Rajeev Deshpande, TNN, 16 January 2010, 04:21am
NEW DELHI: With inflation for December 2009 touching 7.3% and fears that it will rise further over the next couple of months, driven in good measures by a steep increase in food prices, government is bracing for the inevitability of a rate increase and a graded exit from the fiscal stimulus.
A hike in interest rates, apart from an increase in reserve ratio, is now on the cards despite the government's keeness to nurture growth in the wake of last year's slowdown. Reserve Bank of India moving to tighten money supply by revising policy rates is seen as a "sooner than later" option.
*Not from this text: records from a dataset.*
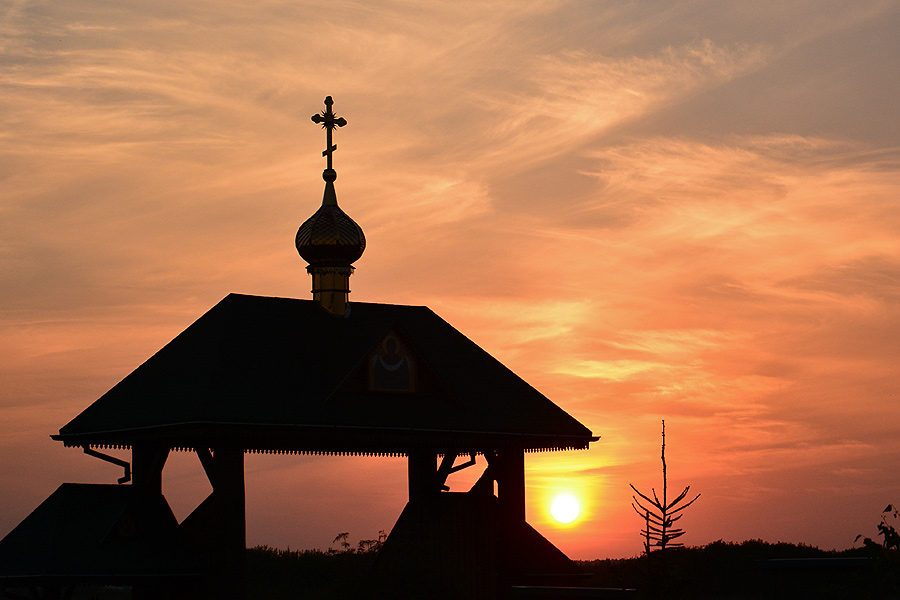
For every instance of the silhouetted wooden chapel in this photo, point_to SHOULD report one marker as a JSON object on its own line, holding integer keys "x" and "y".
{"x": 322, "y": 376}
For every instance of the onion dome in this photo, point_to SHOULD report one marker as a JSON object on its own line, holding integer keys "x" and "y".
{"x": 330, "y": 241}
{"x": 330, "y": 238}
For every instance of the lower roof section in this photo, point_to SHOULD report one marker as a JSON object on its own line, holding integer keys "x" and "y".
{"x": 254, "y": 437}
{"x": 279, "y": 374}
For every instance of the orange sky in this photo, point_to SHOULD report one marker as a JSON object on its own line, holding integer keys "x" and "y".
{"x": 679, "y": 210}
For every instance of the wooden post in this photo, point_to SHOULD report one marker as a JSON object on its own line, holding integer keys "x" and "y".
{"x": 422, "y": 469}
{"x": 229, "y": 574}
{"x": 510, "y": 476}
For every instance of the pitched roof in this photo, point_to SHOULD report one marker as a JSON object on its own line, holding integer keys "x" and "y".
{"x": 278, "y": 374}
{"x": 102, "y": 533}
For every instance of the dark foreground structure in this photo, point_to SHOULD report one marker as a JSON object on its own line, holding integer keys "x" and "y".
{"x": 277, "y": 375}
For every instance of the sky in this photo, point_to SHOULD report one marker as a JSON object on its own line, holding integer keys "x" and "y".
{"x": 681, "y": 210}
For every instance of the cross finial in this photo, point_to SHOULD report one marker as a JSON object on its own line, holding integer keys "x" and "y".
{"x": 329, "y": 121}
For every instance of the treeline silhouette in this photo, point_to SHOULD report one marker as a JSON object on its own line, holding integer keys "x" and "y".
{"x": 720, "y": 570}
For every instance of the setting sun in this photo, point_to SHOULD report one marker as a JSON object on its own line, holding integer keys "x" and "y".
{"x": 565, "y": 508}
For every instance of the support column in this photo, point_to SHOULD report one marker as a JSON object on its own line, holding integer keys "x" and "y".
{"x": 229, "y": 572}
{"x": 510, "y": 476}
{"x": 422, "y": 469}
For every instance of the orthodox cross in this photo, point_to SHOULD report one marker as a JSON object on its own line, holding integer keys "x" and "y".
{"x": 329, "y": 121}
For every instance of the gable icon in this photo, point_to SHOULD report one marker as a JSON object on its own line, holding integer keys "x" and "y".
{"x": 392, "y": 367}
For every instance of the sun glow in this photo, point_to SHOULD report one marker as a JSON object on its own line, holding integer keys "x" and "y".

The relentless rise in food inflation is sharply eroding government's comfort zone over positive indicators like a healthy rise in the index of industrial production which registered an 11.7% growth for November 2009 on a year-on-year basis. "No government would be happy with food inflation nearing 20%," said official sources pointing to the priority the issue was commanding.
There is a strong view that sectoral measures like banning food exports, reducing import duties, releasing excess foodgrain and cracking down on hoarding will not help beyond a point. Even if inflation was food-driven, it still needed a monetary response and this school of thought seems to have dominated the thinking in the central bank.
While the government seems reluctantly reconciled to a rate hike, it is looking more carefully at its options with regard to withdrawing the stimulus it had rolled out in tranches since late 2008. Keen to preserve the recovery that has seen 7.9% growth in the July-September quarter, the government may move slowly on rolling back the sops, possibly providing a hint in this direction in the 2010-11 Budget on February 26.
With the Budget being both a political and economic document, the government does not want to upset industry too much.